Since fish may be caught and prepared for consumption not only by food business operators but by recreational anglers, concern has been raised that evisceration may be incomplete or the edible flesh may become contaminated in the process, and therefore this was also considered in the risk assessment. This was based on the sample of fish which contained the highest concentration of total microcystins in a viscera component, which was a sample of roach with a particularly high concentration of microcystins in intestine. It was assumed that 10% of the relative proportion of intestine to flesh in the fish would be inadvertently consumed with the flesh. In this scenario, dietary exposures would be within the provisional TDI in most age groups or would marginally exceed the TDI, but this would not be toxicologically significant. In addition, since this exposure scenario used an upper bound approach to the concentration in flesh, and used the highest concentration in any viscera sample, it is not clear that there would be any exceedance of the provisional TDI in practice. Overall, it appears unlikely that consumers will substantially exceed the provisional TDI on a long-term basis due to incomplete evisceration of fish.

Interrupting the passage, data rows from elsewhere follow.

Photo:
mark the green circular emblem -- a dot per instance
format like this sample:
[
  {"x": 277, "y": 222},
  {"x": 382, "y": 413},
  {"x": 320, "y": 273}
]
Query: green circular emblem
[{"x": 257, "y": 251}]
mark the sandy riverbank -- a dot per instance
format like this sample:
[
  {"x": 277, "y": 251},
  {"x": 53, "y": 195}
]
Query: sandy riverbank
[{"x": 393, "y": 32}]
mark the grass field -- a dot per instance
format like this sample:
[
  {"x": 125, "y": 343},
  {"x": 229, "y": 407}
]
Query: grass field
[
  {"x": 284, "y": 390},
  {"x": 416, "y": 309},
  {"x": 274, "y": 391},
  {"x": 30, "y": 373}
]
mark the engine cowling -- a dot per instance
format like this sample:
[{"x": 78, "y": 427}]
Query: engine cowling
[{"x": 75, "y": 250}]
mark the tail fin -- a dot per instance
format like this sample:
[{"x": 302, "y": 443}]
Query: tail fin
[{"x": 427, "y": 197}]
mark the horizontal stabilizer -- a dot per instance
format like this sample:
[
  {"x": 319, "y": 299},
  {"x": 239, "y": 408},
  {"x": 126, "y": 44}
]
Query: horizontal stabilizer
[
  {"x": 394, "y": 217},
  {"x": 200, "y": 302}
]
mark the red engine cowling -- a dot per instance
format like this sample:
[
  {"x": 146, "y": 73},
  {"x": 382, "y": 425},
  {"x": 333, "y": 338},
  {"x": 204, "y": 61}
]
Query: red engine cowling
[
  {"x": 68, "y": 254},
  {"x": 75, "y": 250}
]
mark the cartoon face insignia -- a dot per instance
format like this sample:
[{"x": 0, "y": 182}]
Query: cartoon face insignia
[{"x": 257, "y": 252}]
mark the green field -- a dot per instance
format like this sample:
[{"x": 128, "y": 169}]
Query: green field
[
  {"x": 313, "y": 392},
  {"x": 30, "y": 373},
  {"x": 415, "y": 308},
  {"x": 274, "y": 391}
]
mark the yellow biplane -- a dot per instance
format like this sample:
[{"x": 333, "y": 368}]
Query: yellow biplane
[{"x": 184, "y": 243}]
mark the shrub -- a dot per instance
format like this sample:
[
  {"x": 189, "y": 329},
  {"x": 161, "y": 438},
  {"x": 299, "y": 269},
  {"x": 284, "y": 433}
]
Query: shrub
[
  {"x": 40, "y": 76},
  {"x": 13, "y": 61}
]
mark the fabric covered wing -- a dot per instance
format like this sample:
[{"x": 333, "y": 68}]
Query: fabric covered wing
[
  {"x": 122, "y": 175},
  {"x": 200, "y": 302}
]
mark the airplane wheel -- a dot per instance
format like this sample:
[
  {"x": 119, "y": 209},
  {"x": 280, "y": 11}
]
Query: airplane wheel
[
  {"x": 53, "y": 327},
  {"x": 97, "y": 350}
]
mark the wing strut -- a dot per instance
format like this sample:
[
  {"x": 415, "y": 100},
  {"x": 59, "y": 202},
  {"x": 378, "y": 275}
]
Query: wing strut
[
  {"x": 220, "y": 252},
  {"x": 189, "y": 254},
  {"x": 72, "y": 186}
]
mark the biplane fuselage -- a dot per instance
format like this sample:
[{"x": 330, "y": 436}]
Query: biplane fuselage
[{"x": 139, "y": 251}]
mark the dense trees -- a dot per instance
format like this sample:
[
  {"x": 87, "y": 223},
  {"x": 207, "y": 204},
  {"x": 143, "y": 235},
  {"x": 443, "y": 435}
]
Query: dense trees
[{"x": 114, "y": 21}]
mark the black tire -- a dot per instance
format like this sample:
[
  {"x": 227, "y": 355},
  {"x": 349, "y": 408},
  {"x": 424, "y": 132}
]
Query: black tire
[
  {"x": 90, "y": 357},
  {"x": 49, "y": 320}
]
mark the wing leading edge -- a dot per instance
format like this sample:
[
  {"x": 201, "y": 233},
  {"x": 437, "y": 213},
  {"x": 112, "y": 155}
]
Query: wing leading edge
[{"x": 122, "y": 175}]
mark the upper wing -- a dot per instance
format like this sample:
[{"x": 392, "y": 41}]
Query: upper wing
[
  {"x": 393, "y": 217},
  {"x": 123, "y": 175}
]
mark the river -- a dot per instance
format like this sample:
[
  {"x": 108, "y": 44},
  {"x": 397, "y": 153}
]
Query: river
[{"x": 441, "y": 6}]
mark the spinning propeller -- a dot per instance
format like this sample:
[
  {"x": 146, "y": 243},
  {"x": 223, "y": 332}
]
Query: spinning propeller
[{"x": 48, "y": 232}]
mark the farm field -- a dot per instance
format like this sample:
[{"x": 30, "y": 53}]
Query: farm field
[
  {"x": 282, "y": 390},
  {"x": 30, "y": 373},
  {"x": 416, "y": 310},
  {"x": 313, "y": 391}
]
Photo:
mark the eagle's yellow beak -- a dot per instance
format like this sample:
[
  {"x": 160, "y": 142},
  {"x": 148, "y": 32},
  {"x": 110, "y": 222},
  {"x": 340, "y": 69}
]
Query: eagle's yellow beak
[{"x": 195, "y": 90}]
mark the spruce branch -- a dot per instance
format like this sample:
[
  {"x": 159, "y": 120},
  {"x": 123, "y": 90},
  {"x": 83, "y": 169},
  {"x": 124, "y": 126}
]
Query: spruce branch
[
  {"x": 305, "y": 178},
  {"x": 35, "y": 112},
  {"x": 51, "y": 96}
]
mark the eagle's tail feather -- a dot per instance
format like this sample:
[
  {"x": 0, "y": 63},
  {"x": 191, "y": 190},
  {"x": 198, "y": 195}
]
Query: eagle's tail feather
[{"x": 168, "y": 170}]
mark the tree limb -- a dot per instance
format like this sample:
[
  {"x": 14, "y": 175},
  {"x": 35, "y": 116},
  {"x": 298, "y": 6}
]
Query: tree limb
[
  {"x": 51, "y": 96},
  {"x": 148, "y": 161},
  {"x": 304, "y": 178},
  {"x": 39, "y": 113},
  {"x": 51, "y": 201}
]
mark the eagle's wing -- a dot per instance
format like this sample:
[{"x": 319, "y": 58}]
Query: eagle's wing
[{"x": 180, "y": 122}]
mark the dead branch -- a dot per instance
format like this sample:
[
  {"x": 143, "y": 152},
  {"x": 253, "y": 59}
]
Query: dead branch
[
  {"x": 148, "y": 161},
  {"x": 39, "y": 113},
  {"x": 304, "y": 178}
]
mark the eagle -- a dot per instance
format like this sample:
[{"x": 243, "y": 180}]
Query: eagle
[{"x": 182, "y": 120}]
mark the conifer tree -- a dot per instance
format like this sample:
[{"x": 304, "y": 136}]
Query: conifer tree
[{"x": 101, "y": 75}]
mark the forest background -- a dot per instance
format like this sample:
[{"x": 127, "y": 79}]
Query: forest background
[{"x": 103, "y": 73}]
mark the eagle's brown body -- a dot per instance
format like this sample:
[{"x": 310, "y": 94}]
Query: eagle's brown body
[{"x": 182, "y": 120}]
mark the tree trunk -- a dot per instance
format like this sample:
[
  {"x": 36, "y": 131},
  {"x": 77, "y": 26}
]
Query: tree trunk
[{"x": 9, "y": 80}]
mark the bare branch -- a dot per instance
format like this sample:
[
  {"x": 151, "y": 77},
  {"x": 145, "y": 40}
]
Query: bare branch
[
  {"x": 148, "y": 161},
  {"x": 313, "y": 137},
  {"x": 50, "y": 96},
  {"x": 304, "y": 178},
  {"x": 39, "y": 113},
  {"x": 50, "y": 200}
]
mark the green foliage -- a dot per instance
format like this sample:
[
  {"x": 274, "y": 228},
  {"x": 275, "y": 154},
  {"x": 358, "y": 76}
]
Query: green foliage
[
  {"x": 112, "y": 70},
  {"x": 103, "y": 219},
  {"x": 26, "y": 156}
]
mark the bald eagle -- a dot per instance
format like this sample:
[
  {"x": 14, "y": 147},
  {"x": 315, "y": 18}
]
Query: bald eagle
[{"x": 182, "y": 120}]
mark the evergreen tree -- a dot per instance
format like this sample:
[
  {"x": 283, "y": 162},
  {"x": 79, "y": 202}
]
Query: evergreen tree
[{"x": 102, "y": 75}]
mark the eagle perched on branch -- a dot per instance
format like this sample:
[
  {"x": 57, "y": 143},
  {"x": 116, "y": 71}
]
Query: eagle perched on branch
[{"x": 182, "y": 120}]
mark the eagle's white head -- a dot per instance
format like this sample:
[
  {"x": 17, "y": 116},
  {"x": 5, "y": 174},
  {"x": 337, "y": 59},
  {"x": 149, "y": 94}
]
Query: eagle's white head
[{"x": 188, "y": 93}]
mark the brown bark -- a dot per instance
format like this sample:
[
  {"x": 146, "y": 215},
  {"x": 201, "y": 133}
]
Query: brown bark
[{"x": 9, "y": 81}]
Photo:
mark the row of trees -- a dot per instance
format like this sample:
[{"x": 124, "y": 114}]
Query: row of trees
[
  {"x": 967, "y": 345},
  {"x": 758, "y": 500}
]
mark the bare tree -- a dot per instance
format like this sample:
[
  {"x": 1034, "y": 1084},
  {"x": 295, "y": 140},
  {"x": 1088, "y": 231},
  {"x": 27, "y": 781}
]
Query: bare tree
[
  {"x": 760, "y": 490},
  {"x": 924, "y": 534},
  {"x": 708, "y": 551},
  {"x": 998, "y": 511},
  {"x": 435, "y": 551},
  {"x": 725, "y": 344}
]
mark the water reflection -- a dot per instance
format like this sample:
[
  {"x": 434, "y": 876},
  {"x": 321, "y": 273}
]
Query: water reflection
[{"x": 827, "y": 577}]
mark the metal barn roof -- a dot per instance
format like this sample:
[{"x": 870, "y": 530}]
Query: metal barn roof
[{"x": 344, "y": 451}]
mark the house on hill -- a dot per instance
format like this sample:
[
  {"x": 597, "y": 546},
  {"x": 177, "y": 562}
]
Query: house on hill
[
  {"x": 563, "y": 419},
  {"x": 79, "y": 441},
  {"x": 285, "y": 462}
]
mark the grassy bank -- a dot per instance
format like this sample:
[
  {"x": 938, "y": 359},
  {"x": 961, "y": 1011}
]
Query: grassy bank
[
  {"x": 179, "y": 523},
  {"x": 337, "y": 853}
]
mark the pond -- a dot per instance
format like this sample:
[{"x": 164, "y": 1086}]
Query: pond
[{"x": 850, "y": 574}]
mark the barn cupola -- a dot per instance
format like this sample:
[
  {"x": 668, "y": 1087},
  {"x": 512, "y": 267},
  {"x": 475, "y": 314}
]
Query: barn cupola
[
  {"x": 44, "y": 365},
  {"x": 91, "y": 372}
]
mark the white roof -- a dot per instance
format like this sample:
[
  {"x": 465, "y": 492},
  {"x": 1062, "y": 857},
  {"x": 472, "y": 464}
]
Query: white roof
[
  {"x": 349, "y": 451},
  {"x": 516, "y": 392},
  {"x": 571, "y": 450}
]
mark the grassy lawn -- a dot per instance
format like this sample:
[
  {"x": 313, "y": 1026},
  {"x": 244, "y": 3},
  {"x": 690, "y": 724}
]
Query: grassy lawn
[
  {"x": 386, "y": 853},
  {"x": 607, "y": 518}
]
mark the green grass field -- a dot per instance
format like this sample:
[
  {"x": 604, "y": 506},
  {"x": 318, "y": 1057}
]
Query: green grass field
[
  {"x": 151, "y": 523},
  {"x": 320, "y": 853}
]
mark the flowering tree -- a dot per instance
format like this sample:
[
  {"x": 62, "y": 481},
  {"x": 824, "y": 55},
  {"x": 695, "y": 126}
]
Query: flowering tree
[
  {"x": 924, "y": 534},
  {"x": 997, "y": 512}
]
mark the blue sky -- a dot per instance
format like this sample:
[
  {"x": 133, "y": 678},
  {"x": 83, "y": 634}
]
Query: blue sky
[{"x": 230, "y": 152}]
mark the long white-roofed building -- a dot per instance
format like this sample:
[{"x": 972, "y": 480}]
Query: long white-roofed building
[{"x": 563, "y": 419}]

Overall, exposure to microcystins from eating the edible flesh of the tested fish species would not be expected to cause adverse effects in consumers, including if the fish is inadequately eviscerated. Therefore, we consider the frequency of adverse reactions in the general population to be negligible, so rare that it does not merit to be included.

Based on the possible levels of exposure to microcystins from fish from Lough Neagh, it is considered that any liver injury, were it to occur in consumers of fish, would result from long term exposure and be mild. Overall, we consider the severity of illness that could potentially occur as a result of exposure to microcystins from consuming edible fish flesh from Lough Neagh to be medium (i.e. moderate illness, incapacitating but not usually life-threatening and of moderate duration).

We consider the level of uncertainty to be medium (i.e. there are some but no complete data available), but that this does not affect the conclusion of the risk assessment since many of the key uncertainties are addressed within the risk assessment. However, future monitoring would be useful to assess whether microcystin concentrations in the fish change over time.